In his book Macroanalysis, Matthew Jockers argues that we have reached a “tipping point”: now that we have so much data digitized, the techniques and methodologies used to explore big data: text mining, topic modeling, machine learning, named entity recognition, etc. Two problems confront digital literary historians of women writers: first, that not enough women writers of the past have been digitized to participate visibly in the field of big data, and second, that those whose works have been digitized participate in propagating stereotypes about women and women writers except when analyzed at the micro level. Data scientists in the commercial world have worked on the problem of representing minorities “fairly” even when they are represented by a small sample. In this paper, I discuss how we might use their insights in order to insure that history isn’t just repeated, that we don’t begin literary history anew by excluding women writers from view yet again.
Laura Mandell is Director of the Initiative for Digital Humanities, Media, and Culture
and Professor of English at Texas A&M University.
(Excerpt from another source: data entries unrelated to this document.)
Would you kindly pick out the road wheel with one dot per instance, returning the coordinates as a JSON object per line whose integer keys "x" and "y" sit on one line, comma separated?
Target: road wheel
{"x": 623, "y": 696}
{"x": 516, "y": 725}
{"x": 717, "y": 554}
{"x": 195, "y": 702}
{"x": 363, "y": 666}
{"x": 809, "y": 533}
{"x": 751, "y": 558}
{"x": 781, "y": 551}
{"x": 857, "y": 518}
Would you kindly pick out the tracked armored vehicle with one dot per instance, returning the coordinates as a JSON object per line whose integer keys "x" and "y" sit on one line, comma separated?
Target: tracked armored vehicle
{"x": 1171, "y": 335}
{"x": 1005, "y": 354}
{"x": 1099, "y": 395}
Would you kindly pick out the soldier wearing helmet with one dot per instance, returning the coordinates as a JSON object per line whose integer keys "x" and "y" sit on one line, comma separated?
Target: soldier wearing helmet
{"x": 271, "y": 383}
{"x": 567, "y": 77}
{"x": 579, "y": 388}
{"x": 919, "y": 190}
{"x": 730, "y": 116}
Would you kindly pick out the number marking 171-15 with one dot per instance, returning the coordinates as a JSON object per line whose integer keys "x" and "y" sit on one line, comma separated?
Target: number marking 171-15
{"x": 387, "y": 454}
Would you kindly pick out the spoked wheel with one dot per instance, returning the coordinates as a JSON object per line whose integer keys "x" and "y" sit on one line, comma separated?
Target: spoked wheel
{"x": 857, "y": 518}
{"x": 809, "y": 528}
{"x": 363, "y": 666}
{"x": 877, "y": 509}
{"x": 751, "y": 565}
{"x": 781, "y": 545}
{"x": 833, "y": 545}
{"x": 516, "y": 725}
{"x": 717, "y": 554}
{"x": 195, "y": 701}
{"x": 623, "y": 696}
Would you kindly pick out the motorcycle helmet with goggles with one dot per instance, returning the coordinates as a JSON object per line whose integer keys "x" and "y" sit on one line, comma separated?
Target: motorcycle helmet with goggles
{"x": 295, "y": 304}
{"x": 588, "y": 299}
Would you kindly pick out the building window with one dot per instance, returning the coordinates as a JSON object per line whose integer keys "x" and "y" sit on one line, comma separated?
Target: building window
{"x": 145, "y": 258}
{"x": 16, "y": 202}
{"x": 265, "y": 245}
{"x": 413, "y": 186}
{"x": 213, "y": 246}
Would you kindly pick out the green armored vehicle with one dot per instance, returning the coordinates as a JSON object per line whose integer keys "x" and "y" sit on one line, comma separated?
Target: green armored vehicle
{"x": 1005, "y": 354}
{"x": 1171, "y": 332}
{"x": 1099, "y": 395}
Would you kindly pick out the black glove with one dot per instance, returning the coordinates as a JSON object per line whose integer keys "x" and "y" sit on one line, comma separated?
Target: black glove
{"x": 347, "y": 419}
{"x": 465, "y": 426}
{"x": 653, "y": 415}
She is the author of Breaking the Book: Print Humanities in the Digital Age (2015), Misogynous Economies: The Business of Literature in Eighteenth-Century Britain (1999), a Longman Cultural Edition of The Castle of Otranto and Man of Feeling, and numerous articles primarily about eighteenth-century women writers. Her article in New Literary History, “What Is the Matter? What Literary History Neither Hears Nor Sees,” describes how digital work can be used to conduct research into conceptions informing the writing and printing of eighteenth-century poetry. She is Project Director of the Poetess Archive, an online scholarly edition and database of women poets, 1750-1900, Director of 18thConnect, and Director of ARC , the Advanced Research Consortium overseeing NINES, 18thConnect, and MESA.